I also had one of the split valve keepers go down a oil galley hole. I am hoping a small magnet might retrieve it. The magnet I had was to big.


oldford2    -- 12-27-2009 @ 4:39 AM
  You should not need a spring compressor to remove your valves. Use a pickle ford and pry down on the spring and remove the horseshoe clip. Then, if the guide is not stuck in too bad you should use the fork to pry up and remove the whole valve assembly. If the guide is really stuck hard, then you will have to remove the keepers and valve so you can work from the top and drive down the guide a bit to free it up. John


supereal    -- 12-28-2009 @ 8:06 AM
  Today, it isn't hard to find engines with different valves and guides, as many have taken a shortcut if a valve needed replacement. A problem can arise with non-mushroom type valves and original lifters. We use only straight stem valves, one piece guides, and adjustable lifters. Mixed valves usually indicate a former problem, and most of the valves were not touched. Those may present removal problems. You don't need a spring compressor to remove the valve/spring assembly, but the guide may well be really stuck. As to the keeper that went down the oil hole, if you can't get it out intact, the engine will have to come out. That is why it isn't a good idea to try to disassemble a valve until it is out of the block. At our shop, we cover all engine openings as we open and close engines. It is too easy to have something drop into the engine. I know that only too well. Be sure to replace all valve springs. If you are not using adjustable lifters, grinding the stems for clearance is going to be a problem unless you have assess to a valve grinder, even lapping valves and seats will change the clearance.


woodwagon47    -- 12-29-2009 @ 6:08 PM
  The engine has adjustable lifters, you think we should change all the springs. The engine is out of the car. What are the chances of getting the split keeper out without pulling the pan?
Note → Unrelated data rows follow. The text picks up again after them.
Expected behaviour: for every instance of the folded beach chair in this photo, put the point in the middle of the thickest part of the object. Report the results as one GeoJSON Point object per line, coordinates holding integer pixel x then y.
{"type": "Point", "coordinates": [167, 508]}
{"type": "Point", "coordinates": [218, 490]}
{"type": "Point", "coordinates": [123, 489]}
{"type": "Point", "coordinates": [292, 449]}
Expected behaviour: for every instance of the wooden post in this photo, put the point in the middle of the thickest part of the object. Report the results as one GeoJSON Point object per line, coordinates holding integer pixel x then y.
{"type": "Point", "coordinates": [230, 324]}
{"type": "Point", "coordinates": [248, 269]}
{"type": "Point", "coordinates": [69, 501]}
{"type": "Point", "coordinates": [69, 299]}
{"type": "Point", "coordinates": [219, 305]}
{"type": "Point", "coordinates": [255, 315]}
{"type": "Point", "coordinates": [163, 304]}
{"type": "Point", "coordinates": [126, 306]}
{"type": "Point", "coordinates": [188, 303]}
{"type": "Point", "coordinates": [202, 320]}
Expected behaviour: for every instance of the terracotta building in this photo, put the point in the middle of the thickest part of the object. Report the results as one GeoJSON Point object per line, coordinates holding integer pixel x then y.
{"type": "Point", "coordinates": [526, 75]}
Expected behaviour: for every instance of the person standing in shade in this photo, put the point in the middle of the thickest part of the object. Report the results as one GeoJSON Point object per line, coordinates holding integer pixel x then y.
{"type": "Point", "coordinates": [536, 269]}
There seems to be a pan or something at the bottom of that galley hole. I know about covering up holes as I have a Model t but i just did not pay any attention to it. Only half of the keeper went down the galley hole.


woodwagon47    -- 12-29-2009 @ 6:11 PM
  What about getting the keeper out, only half fell in the hole, do you think I will have to pull the pan or do you think i might be able to get it with a magnet. The engine is out of the car. What about changing the springs?


supereal    -- 12-30-2009 @ 6:59 AM
  We always install new springs when we have the engine apart for a couple of reasons. One, the springs in a lightly or seldom used car can take a "set" from being compressed for long periods. That is why we turn the engines over occasionally during storage. Two, valve springs are coated to reduce rust, etc. If the coating is perforated or worn, engine acids will attack the springs, often resulting in a broken spring. Good springs are about a buck and a half, much cheaper than tearing down an engine to replace a bad spring. As to the missing keeper, it is imperative that you retrieve it. My luck in getting things out with a magnet isn't good, but you may be luckier. I suspect that it is in the cam chamber, and you may find it when you remove the lifters. (Be sure to get each lifter back in the place from whence it came). If not, upend the engine and shake it. We always place engines on a rotating stand, which makes access easier. If you use a stand, bolt it to the exhaust manifold holes, not the clutch housing.